Sunday, October 16, 2011

Researcher studies Yellowstone wolf skeletons

Researcher studies Yellowstone wolf skeletons, offering clues about life in the pack




BILLINGS, Mont. — Yellowstone National Park wolves tend to be healthier than wolves in other areas, based on an examination of about 160 of their skeletons over the last three years, an expert says.
Sue Ware, a paleopathologist who works for the Denver Museum in Colorado, said her research also shows that Yellowstone wolves still confront diseases and injuries ranging from broken bones due to elk and bison kicks, to bites from other wolves and even cougars.
"One good thing about the research that I'm doing is that it provides another lens for looking at these wolves," said Ware, who has also studied the bones of wolves in Canada, Alaska and the upper Midwest. "It gives other researchers a little more information on each and every one of these guys. It's a pretty interesting story all around."
Ware has even studied the bones of dire wolves, a relative of the gray wolf that went extinct about 9,500 years ago in North America.

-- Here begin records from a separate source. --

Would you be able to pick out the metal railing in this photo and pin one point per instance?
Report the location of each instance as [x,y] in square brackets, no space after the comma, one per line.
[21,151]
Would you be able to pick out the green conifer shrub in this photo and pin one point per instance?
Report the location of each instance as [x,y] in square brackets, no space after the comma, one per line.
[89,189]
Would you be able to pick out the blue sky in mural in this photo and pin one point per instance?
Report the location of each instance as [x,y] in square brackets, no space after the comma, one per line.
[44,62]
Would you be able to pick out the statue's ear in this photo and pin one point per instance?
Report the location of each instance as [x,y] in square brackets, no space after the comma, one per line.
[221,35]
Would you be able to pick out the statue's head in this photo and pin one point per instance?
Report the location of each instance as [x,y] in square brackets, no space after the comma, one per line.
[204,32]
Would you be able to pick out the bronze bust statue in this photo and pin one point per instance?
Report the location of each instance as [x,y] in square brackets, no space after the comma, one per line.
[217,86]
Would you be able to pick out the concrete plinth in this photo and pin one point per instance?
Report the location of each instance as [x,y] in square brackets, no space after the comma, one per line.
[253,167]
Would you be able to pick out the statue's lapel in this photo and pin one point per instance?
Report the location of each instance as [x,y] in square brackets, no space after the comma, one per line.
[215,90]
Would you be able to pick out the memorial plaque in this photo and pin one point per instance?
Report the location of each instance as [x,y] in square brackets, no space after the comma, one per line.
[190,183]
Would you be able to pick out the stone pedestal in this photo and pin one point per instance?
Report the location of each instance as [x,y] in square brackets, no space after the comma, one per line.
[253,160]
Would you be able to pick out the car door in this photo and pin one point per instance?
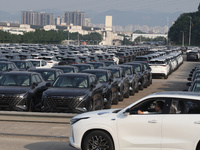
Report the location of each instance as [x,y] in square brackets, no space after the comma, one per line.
[181,127]
[141,132]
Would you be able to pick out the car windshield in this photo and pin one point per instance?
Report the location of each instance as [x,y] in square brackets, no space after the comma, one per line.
[97,65]
[71,82]
[36,63]
[127,71]
[81,68]
[137,67]
[196,87]
[116,73]
[47,75]
[102,77]
[108,63]
[68,70]
[20,65]
[14,80]
[3,67]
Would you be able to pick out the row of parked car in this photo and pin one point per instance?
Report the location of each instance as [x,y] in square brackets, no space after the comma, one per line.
[75,88]
[194,80]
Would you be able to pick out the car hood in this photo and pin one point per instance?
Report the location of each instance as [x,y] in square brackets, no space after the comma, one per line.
[13,89]
[66,91]
[98,113]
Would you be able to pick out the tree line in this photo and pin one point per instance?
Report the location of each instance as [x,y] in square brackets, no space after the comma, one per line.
[181,29]
[47,37]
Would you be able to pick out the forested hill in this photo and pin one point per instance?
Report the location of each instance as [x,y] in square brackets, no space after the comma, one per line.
[181,28]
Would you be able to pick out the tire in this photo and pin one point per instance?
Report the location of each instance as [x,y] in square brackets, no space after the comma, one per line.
[127,94]
[121,98]
[90,106]
[31,105]
[133,91]
[97,140]
[166,77]
[109,103]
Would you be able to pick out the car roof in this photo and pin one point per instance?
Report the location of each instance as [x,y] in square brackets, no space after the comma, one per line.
[176,94]
[20,72]
[95,70]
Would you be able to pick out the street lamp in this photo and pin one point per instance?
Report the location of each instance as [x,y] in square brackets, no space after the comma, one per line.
[190,30]
[182,38]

Ware said the bones of one Yellowstone wolf belonged to the alpha male of the Rose Creek pack. Ware found that it had loose, blunted and missing teeth, its muzzle was riddled with holes from a bone infection, and it had sustained an old injury from an elk kick.

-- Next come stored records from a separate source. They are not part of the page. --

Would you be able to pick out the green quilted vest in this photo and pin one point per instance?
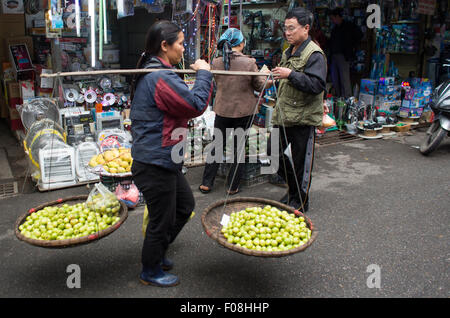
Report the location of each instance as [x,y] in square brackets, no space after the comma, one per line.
[295,107]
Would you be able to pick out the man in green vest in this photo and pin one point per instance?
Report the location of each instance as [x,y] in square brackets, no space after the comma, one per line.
[299,110]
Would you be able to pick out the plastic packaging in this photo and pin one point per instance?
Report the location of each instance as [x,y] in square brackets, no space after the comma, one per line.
[102,201]
[129,195]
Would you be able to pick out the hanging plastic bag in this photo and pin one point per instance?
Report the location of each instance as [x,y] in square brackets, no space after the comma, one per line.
[102,201]
[146,220]
[128,196]
[327,121]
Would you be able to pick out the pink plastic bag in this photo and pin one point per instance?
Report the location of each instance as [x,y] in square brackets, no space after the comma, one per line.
[128,196]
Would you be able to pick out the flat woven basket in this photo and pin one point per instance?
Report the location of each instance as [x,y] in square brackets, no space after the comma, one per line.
[123,214]
[213,214]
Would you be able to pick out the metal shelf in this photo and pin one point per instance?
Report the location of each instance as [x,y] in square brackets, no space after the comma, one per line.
[256,3]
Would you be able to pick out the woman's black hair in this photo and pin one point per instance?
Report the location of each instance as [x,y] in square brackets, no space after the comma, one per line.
[303,16]
[160,31]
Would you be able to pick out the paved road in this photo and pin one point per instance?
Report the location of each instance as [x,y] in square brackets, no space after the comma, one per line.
[374,202]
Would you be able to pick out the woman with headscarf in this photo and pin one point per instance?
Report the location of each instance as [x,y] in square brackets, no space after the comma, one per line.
[234,105]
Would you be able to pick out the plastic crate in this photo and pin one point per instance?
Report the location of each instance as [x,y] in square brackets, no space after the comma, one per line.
[256,180]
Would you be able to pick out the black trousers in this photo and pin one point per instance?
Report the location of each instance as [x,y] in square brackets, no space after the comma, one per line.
[210,172]
[301,139]
[170,203]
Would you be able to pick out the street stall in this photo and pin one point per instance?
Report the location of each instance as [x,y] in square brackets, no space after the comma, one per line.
[66,78]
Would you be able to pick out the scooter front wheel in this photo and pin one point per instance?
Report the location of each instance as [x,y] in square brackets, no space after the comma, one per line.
[434,137]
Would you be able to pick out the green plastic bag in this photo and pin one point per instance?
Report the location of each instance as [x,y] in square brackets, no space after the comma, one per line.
[145,220]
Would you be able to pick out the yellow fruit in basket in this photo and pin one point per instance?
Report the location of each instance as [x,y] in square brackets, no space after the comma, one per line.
[123,164]
[100,160]
[126,156]
[112,170]
[116,153]
[113,164]
[109,156]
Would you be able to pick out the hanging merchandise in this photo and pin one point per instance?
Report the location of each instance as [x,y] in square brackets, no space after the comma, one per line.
[92,21]
[125,8]
[83,154]
[56,14]
[37,109]
[153,6]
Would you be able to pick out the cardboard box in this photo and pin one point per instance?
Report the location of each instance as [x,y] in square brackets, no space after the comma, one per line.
[386,81]
[367,99]
[11,25]
[12,7]
[386,89]
[15,122]
[12,89]
[27,90]
[27,40]
[368,86]
[13,94]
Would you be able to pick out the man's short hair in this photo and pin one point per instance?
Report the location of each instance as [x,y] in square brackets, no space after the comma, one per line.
[303,16]
[337,12]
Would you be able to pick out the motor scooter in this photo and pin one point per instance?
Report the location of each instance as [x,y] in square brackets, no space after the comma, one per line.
[440,128]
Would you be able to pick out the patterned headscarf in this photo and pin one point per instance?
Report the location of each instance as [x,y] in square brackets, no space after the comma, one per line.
[230,38]
[233,36]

But a week before its death, wolf watchers witnessed it hanging onto an elk during a hunt.
"I don't understand how an animal could live through this," said Ware. "He was never challenged for his position in the pack, and he was doing everything you would expect him to do in the pack."
Ware's research has also found that wolves, even while not fully healed from a previous injury, will still participate in the hunt, sometimes suffering a re-injury.

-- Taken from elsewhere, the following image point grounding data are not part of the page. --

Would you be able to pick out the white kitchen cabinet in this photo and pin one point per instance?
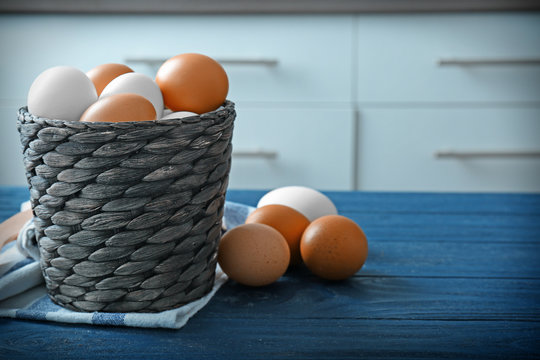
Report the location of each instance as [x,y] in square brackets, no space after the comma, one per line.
[280,147]
[486,58]
[312,54]
[299,80]
[450,149]
[479,112]
[287,74]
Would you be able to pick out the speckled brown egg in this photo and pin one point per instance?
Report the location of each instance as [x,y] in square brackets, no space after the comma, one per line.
[120,108]
[334,247]
[192,82]
[289,222]
[103,74]
[253,254]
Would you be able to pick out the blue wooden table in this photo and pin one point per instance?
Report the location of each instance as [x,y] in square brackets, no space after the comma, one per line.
[448,276]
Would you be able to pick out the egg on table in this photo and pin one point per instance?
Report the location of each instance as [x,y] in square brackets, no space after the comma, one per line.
[103,74]
[253,254]
[309,202]
[120,108]
[289,222]
[61,92]
[137,84]
[192,82]
[334,247]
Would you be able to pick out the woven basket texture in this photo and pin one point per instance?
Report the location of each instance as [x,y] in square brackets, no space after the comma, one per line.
[128,215]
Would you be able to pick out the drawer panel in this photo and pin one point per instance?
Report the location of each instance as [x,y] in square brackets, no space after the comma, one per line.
[312,147]
[313,53]
[398,57]
[398,149]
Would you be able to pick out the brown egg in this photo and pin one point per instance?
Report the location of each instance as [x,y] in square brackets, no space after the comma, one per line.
[253,254]
[289,222]
[120,108]
[192,82]
[103,74]
[334,247]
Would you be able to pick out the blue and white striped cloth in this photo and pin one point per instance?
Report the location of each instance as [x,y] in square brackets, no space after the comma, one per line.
[23,294]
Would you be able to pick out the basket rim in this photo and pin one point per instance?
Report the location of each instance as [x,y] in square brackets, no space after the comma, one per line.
[228,106]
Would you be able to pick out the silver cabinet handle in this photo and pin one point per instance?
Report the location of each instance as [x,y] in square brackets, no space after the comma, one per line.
[461,154]
[256,153]
[487,62]
[268,62]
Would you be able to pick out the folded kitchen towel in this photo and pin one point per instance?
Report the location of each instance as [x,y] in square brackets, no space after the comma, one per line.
[24,296]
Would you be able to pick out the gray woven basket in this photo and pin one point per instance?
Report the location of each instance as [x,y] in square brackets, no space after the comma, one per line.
[128,215]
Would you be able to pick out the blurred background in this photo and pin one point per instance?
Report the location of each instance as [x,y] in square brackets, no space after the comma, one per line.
[345,95]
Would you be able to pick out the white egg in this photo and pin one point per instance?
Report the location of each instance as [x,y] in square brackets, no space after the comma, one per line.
[139,84]
[310,202]
[166,112]
[61,92]
[178,115]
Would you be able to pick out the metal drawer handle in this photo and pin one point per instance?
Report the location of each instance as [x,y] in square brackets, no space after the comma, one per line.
[460,154]
[488,62]
[223,61]
[257,153]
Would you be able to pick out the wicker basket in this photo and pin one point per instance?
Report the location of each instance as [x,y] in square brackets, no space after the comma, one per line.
[128,215]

"One of the things that is most detrimental is re-injury," Ware told the Billings Gazette (http://bit.ly/njjNwF). "I see a lot of re-injured bones."
To conduct her research, Ware has the tissue removed from carcasses. Her research includes measuring details from bite marks to determine what kind of predator made it.
One of the wolves was "21M," the alpha male of the Druid Pack that lived to age 9 with cracked and worn teeth and an injury to the top of his skull.
She said "483F," a female of the Leopold and Geode Creek packs, had scars on the top of her skull that came from another wolf and probably a female cougar. Ware said the wolf survived those attacks but later died of a brain infection likely as a result of those injuries.